WebArbiter-4B-Qwen3: A Principle-Guided Reasoning Process Reward Model
WebArbiter-4B-Qwen3, developed by ZYao720, is a 4 billion parameter reasoning Process Reward Model (PRM) specifically designed for web agents. Built upon the Qwen3-4B architecture, this model excels at evaluating web agent actions by generating structured, interpretable justifications.
Key Capabilities
- Parameter-efficient performance: Achieves an Avg. BoN Acc of 72.55% on WebPRMBench, closely approaching the performance of 7B parameter models with roughly half the size.

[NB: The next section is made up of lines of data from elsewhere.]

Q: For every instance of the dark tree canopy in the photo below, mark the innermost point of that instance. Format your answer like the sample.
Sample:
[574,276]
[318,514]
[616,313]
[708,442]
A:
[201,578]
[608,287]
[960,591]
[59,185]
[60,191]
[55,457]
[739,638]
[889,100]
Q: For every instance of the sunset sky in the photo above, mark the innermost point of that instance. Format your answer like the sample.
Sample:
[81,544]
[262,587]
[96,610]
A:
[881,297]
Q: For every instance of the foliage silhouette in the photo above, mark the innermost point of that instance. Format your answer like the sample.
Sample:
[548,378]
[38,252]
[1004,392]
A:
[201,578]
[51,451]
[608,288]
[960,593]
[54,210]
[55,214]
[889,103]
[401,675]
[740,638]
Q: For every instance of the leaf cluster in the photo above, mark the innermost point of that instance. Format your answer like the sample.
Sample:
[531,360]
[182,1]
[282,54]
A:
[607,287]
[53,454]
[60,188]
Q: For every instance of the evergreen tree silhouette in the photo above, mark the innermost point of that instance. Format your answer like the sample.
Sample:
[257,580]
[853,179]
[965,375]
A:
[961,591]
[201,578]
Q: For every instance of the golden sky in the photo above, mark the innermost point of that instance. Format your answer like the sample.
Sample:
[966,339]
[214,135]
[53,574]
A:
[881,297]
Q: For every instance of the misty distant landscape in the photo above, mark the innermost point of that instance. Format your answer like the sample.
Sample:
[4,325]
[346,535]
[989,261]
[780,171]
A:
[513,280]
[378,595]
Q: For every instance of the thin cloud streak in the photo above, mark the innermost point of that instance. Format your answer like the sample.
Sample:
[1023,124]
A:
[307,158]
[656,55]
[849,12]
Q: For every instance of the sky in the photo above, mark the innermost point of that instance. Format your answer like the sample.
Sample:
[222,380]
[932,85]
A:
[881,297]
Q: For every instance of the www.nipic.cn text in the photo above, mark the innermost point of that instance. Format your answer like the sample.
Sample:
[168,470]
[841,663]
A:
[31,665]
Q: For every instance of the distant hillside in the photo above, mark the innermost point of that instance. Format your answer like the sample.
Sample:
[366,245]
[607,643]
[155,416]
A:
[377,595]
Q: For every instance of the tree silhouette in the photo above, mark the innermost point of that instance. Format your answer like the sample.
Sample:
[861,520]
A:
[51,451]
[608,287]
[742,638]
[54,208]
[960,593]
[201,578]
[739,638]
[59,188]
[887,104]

- Reasoning as reward: Formulates step-level reward modeling as structured text generation, producing auditable reasoning chains with
<State>, <Criteria>, <Analysis>, and <Answer> outputs. - Principle-inducing evaluation: Dynamically derives evaluation principles based on user intent and the current page state.
- Two-stage training: Utilizes reasoning distillation from an o3 teacher (SFT) followed by Reinforcement Learning with Verifiable Rewards (GRPO).
Good For
- Evaluating web agent actions: Determines which of two candidate actions better advances a user's task given a web state.
- Guiding trajectory search: Provides a robust reward signal for techniques like Best-of-N sampling or tree search in web agent execution.
- Interpretable feedback: Generates clear, structured explanations for action preferences, enhancing transparency and debugging.
- Resource-efficient deployment: Offers strong performance at a 4B parameter scale, making it suitable for environments with computational constraints.